The state-owned rail company posted a net loss of €801 million for the year 2019, despite a strong growth in passenger numbers throughout the year.
Unsurprisingly, the main cause of the massive black hole in the company accounts is the strike action that took place in December and January.
The strike action began on December 5th in a dispute over the government's plans to reform the pension system. Photo: AFP
When the strike started on December 5th, SNCF was able to run just 10 percent of its normal services and trains remained very limited for several weeks.
As the strike went on more and more SNCF staff – who are not paid during strikes – returned to work and the company was able to offer more services.
The pre-Christmas weekend – usually a huge weekend for SNCF as French people travel to see their families for the holidays – saw them forced to cancel half of their normal services, a loss of round 850,000 tickets.
Services largely returned to normal by mid January, but even then travellers were reporting trains running half empty as people simply assumed that nothing was running and made alternative arrangements.
The strike – 27 days in total – cost SNCF €690 million in lost revenues and €614 million in operating profit, their accounts show.
In 2018 the operator had made a profit of €141 million, and bosses said that had it not been for the strike they would have been in profit again in 2019 – this time to the tune of €313 million.

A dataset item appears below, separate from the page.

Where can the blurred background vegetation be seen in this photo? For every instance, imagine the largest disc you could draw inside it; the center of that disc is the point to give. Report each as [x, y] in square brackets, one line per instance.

The group has been working on a major plan to increase customer numbers – through schemes such as expanding the budget Ouigo network and offering more discount and loyalty cards – while cutting its traditionally high operating costs.
Revenues from SNCF Travel (notably the high-speed TGV routes and Intercité travel) rose by 4.2 percent, with traffic up 4.1 per cent. The local TER trains and suburban Transilien routes rose too, along with international rail freight traffic, while Keolis city public transport revenues jumped 10.3 percent.
SNCF bosses said that the losses from the strike will have to be partly offset by savings made elsewhere and the cancellation of some projects, but confirmed that they are on target for their long-term goal of operating without increasing debt from 2022 onwards.